Greetings: I am using Tophat2 (command line) to analyze RNA-seq data and I am encountering some errors.
Here is the call:
tophat2 \
-o tophat2_results/ \
-G ref_data/BA000007.2.gtf \
--transcriptome-index=transcriptome_data/RNA_LBG01b_241_filteredQ indices/BA000007.2 \
data_files/RNA_LBG01b_241_filteredQ.fastq
Here is the error:
[2015-12-29 12:58:33] Checking for Bowtie
Bowtie version: 2.2.4.0
[2015-12-29 12:58:33] Checking for Bowtie index files (genome)..
[2015-12-29 12:58:33] Checking for reference FASTA file
[2015-12-29 12:58:33] Generating SAM header for indices/BA000007.2
[2015-12-29 12:58:33] Reading known junctions from GTF file
Warning: TopHat did not find any junctions in GTF file
[2015-12-29 12:58:33] Preparing reads
left reads: min. length=12, max. length=342, 202732 kept reads (1315 discarded)

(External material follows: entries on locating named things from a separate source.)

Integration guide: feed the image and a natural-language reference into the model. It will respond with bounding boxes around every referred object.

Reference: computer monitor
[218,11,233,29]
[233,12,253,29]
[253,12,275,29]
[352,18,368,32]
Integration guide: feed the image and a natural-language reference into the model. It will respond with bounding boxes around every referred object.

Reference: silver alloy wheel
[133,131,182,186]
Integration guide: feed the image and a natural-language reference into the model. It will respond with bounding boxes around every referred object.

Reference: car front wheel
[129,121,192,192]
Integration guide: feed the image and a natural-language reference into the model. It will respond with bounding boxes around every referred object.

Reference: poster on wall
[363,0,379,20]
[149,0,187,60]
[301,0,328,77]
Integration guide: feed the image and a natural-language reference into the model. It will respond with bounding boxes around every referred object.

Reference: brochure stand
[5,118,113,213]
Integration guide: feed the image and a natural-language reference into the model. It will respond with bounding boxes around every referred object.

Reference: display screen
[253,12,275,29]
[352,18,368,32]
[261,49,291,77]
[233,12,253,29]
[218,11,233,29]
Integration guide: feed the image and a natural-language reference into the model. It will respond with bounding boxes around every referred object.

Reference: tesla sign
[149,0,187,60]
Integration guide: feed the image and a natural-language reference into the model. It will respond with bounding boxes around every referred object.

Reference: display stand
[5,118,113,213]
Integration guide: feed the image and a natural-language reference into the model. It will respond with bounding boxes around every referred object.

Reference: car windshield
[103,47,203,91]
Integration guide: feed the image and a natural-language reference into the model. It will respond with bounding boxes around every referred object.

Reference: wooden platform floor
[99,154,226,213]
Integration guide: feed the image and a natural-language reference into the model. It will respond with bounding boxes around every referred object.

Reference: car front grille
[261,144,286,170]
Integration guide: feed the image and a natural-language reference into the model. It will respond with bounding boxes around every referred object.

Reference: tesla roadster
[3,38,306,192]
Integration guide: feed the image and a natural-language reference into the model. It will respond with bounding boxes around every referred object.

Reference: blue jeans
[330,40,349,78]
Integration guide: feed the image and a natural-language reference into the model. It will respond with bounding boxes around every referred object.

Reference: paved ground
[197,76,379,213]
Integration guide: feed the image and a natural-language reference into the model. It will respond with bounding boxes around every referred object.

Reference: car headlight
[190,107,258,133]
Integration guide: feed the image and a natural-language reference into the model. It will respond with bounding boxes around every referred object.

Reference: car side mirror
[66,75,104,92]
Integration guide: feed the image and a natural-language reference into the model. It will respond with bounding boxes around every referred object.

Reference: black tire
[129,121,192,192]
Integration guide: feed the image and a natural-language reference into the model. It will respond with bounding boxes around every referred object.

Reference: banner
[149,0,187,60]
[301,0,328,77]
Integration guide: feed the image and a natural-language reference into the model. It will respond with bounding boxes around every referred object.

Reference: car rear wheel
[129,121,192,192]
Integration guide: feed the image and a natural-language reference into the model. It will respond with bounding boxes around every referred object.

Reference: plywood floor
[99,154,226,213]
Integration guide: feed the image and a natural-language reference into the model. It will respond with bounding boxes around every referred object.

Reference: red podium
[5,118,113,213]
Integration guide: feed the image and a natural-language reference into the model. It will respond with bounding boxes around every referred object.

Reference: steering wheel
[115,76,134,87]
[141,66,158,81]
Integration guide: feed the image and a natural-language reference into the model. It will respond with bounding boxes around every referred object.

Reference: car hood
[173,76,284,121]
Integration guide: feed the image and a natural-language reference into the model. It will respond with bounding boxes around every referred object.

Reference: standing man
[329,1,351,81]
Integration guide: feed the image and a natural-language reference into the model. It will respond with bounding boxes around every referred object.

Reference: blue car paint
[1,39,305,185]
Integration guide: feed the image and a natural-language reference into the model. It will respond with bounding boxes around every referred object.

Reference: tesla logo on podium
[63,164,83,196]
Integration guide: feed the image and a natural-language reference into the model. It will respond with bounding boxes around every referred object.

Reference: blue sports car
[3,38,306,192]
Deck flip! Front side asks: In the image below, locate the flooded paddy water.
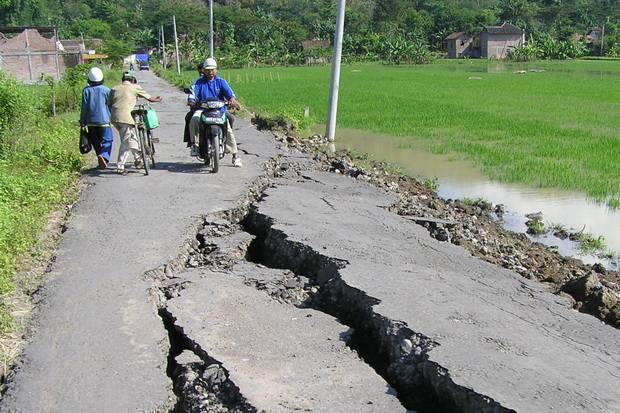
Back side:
[326,128,620,270]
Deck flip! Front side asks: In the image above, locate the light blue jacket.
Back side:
[80,85,110,125]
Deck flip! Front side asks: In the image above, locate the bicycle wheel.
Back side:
[138,128,151,175]
[209,135,220,174]
[146,129,155,168]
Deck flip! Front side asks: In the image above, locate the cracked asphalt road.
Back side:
[0,72,274,412]
[0,73,620,412]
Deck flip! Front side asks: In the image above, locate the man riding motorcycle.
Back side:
[188,57,242,167]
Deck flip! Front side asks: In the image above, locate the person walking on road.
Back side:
[80,67,114,169]
[110,72,162,174]
[188,57,243,167]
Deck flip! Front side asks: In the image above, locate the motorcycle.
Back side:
[198,100,228,173]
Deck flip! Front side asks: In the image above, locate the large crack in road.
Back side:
[144,156,512,412]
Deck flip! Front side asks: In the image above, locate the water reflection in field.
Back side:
[332,129,620,268]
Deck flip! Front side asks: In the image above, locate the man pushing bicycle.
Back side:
[110,71,162,174]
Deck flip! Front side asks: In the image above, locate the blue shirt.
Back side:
[187,76,235,111]
[80,85,110,125]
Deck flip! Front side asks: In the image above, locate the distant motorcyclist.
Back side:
[188,57,243,167]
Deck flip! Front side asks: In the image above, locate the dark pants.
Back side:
[88,125,114,162]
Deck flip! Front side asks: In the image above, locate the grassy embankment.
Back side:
[0,71,82,332]
[157,61,620,206]
[0,68,119,334]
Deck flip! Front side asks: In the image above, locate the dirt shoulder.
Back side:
[253,116,620,328]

Warning: short reads (<20bp) will make TopHat quite slow and take large amount of memory because they are likely to be mapped in too many places
[2015-12-29 12:58:39] Building transcriptome data files transcriptome_data/RNA_LBG01b_241_filteredQ
[2015-12-29 12:58:40] Building Bowtie index from RNA_LBG01b_241_filteredQ.fa
[FAILED]
Error: Couldn't build bowtie index with err = 1
Version Information:
TopHat v2.1.0 Bowtie2 version 2.2.4 Python 2.7.10 :: Anaconda 2.4.0 (64-bit)
System Information:
CentOS Release 6.7
How I got here and what have I tried:
I am using E. coli (Accession: BA000007.2) for my reference genome which can be found here: http://www.ncbi.nlm.nih.gov/nuccore/BA000007.2
I obtained my GTF file from Ensembl (ftp://ftp.ensemblgenomes.org/pub/release-29/bacteria//gtf/bacteria_9_collection/escherichia_coli_o157_h7_str_sakai/)
I made my indices using bowtie2-build (before tophat2 call)
bowtie2-build -f ref_data/BA000007.2.fasta indices/BA000007.2
I am aware that the error I am receiving is affiliated with different names appearing in the first column in the *.gtf file and the name of the reference fasta file. If I understand this correctly, every entry in the 1st column should be BA000007.2 where most of the names in the 1st column where "Chromosome". To fix this, I did the following:
awk '{FS=OFS="\t"}{print "BA000007.2", $2, $3, $4, $5, $6, $7, $8, $9}' pathToGTF/BA000007.2_ensemble.gtf > pathToGTF/BA000007.2.gtf
Please note the commented build information (e.g., #!genome-build ASM80120v1
) at the beginning of Ensembl gtf file would create undesirable output from the awk command has been addressed
I also changed the termination of the fasta file from *.fasta
to *.fa
And to make sure that bowtie can access the fasta reference file, the reference file is not only in the directory with the gtf file, but ALL immediate subdirectories!
Questions:
Did I properly put the kibosh on any problems arising from differences in naming between the 1st column of the gtf file and the name of the fasta file (BA000007.2, BA000007.2.fa)?
When I peruse output in the logs directory, there are several errors (
g2f.err
& similar errors inftf_juncs.log
) with lines beginning with:Warning: invalid start coordinate at line: BA000007.2 ena gene -194 2502 . + . gene_id "BAA31757"; gene_version "1"; gene_name "tagA"; gene_source "ena"; gene_biotype "protein_coding";
There are indeed negative numbers in the gtf files, but not in the genbank file (quick search in vim). Could this be the source of the error? I commented out the specific lines and then deleted them from the file -- both approaches still result in the error.
Is there anything readily seen that could be causing the
Couldn't build bowtie index with err = 1
error?
I have been stuck on this for a couple of days so any help is greatly appreciated.
Hi;
have you tried
instead of your previous command line
Since the files would be the same, I copied the index files from indices directory to ref_data directory. I re-ran it with the same error.